Relationship To Other MWMS Standards
This document supports and must align with:
- MWMS AI Agent Operations Core
- MWMS Agentic Work Unit Standard
- MWMS Brain Routing Rule
- MWMS Brain To Brain Request Protocol
- MWMS AI Output Standard Full File Delivery Rule
- MWMS Brain Header Schema Standard
- MWMS Page Naming Standard
- MWMS Document Structure Standard
- MWMS Architecture Registry
- MWMS System Data Flow Map
- MWMS Supabase Event Schema
- HeadOffice Newsletter Intelligence Operating Protocol
- MWMS Course Absorption Operating Rule
- MWMS Opportunity System Operating Protocol
- AI Business Systems Brain Blueprint
This standard defines the role structure required before Agentic Work Units can be reliably assigned to AI Employees.
Drift Protection
This standard protects MWMS from the following forms of drift:
- Creating AI Employees without clear ownership
- Allowing AI Employees to perform undefined work
- Duplicating responsibilities across Brains
- Giving AI Employees unclear authority
- Allowing tool use without permission boundaries
- Accepting outputs without validation rules
- Producing outputs with no handoff destination
- Expanding AI Employee scope without governance
- Confusing advisory roles with execution roles
- Allowing AI Employees to bypass human review
- Creating too many overlapping agents
- Turning AI Employees into generic chatbots
- Losing accountability for AI-generated work
- Failing to measure AI Employee usefulness
- Allowing live systems to be affected by undefined AI behavior
Any AI Employee that does not have a clear role card should be treated as experimental, temporary, or advisory only.
Architectural Intent
The architectural intent of the MWMS AI Employee Role Card Standard is to prepare MWMS for scalable AI workforce management.
As MWMS grows, the system will need many AI Employees.
Those Employees must be understandable to:
- Martyn
- M
- future developers
- future operators
- future consultants
- future clients
- HeadOffice governance systems
- Brain-specific workflows
- AI Manager
- AI Employee Router
- task execution systems
The role card is the bridge between concept and implementation.

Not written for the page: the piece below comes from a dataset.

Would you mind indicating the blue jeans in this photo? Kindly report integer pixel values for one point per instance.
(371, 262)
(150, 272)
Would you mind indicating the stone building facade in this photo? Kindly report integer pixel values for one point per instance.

It turns “we need an AI agent for this” into:
- who owns it
- what it does
- what it must not do
- what it can access
- what it produces
- where the output goes
- how quality is checked
- when a human steps in
- how success is measured
This makes AI Employees real operating assets instead of loose ideas.
The long-term goal is that every AI Employee inside MWMS can answer:
- Who am I?
- Which Brain owns me?
- What work do I perform?
- What work do I refuse?
- What inputs do I accept?
- What context do I require?
- What tools can I use?
- What output must I produce?
- Where does my output go?
- How is my work validated?
- When do I escalate?
- How is my performance measured?
When MWMS can answer those questions for every AI Employee, it will have the foundation of a true governed AI workforce.
Change Log
v1.0 — Initial Draft
Created the MWMS AI Employee Role Card Standard as the required operating profile for defining, governing, assigning, validating, and improving AI Employees across MWMS.
This standard supports the MWMS AI Agent Operations Core and the MWMS Agentic Work Unit Standard by ensuring that every AI Employee has clear ownership, responsibilities, boundaries, tool permissions, output standards, validation rules, handoff destinations, escalation rules, logging requirements, and success metrics.